Salmo Lil`Bug

Category: Wobblers



Lil’ Bug is a surface wobbler – so-called „tracer”. As you can derive from the name, it tempts the fish by disturbing the water surface and creating a „trace” or wave. This lets the predator register the lure even when the water is less than clear. Inside the body of the lure (the 3cm version), we installed a special casting system called the Salmo Infinity Cast System (SICS). This special construction lets you cast on incredible distances and therefore reach the furthest reaches of the lake. Lil’ Bug was also fitted with incredibly sharp and strong treble hooks designed in Japan.
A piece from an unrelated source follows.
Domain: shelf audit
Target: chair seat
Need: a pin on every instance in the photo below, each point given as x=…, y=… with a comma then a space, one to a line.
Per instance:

- Available sizes: 2,5 and 3 cm
- Available version: Floating (F)
- Internal Salmo Infinity Cast System (SICS) (BG2 excluded)
- 3D holographic eyes
- Super tough ultrasonic welded plastic construction
- Individually hand tuned & tank tested
- Premium quality treble hooks designed in Japan


How to fish:
There are few basic techniques of fishing with this lure. First one is to move with the river current and fish all the potential spots by “tracing” the lure either against or across the current. First casts should be made literally a foot away from the riverside. Gradually we should make further casts and slowly “tracing” the lure on the surface we place it near all the potential hiding spots of our prey. We retrieve Lil’ Bug steadily and slowly while keeping our rod tip high. We try to keep the lure on the surface so that we can see the characteristic “V shape” wave from the distance. If the current is strong enough to keep the lure working without the retrieve, it is good to hold it steady in the interesting spot. Such provocation is often irresistible for the fish. The lure should not lose any of its action and constantly vibrate and create the characteristic “trace” on the water surface. The fish that are feeding can be close to the bank and very shallow, sometimes in the water even less than 0.5 m deep. If there is a slightly deeper hole nearby, large chub, ide and even asp can prowl in such shallows.

Another technique is a free drift, during which our task in only to reel back the line slack so that the lure can freely float down to the spots where fish are holding. This method is no doubt almost like flyfishing with the dry fly. Oftentimes just the sight of something that imitates the insect or a small minnow floating on the surface is enough to cause a strike from the predator. If such static-free drift is not working, we should cast the lure straight on top of the spot where we expect the fish to be. It is crucial to be highly focused and to close the bail on the reel right away because such a careless “insect” is usually attacked after hitting the surface of the water. If we won’t be ready for the immediate hookset, we might miss our bite.

In all the techniques mentioned above, it is crucial to control our line and prevent it from touching the water to avoid spooking the fish. The strikes are usually vicious and explosive, but like with all other surface lures, we should set the hook only after feeling the weight of the fish on our rod.